Probability Question

In the Example Question on page 480, it asks you to find the Probability of a Limit Order Executing.

It uses two limit orders of 1.$10.00 and 2.$9.75 with probabilities of executing with an hour being 1. 0.35 and 2. 0.25. It then asks you to find the probability that either Order 1 or Order 2 will execute (i.e. addition rule for probabilities).

I successfully worked out that P(1 or 2) = 0.35 + 0.25 - 0.25 = 0.35 (Note: the P(AB) is calculated by first finding the P(AIB)m which is 1 because the Limit Order of 10.00 would have executed if the Limit Order of 9.75 has been triggered).

The bit I don’t understand is their explanation: “Note that the outcomes for which Order 2 executes are a subset of the outcomes for which Order 1 executes. After you count the the probability that Order 1 executes, you have counted the probability of the outcomes for which Order 2 also executes. Therefore, the answer to the question is the probability that Order 1 executes, 0.35.”

I don’t see how counting the probability that Order 1 executes means you have counted the probability of the outcomes for which Order 2 also executes? Would appreciate any help. Thanks.

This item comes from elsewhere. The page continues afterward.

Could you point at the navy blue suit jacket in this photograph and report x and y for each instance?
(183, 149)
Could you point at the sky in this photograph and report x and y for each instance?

Well you have said it yourself, if the limit order of 9.75 have been executed, then you know the order of 10 would also have been executed. in other words, all the cases of limit order of 9.75 being executed are specials cases of order of 10 being executed. So the probability of 10 being executed is the same as the probability of either 10 or 9.75 being executed (cause there’s no possibility of 9.75 being executed without 10 being executed).

So you just did some calculations that were not necessary in that case, it’s not a coincidence that your probability of 2 being executed is the same number as the probability of 1 and 2 being executed (0.25).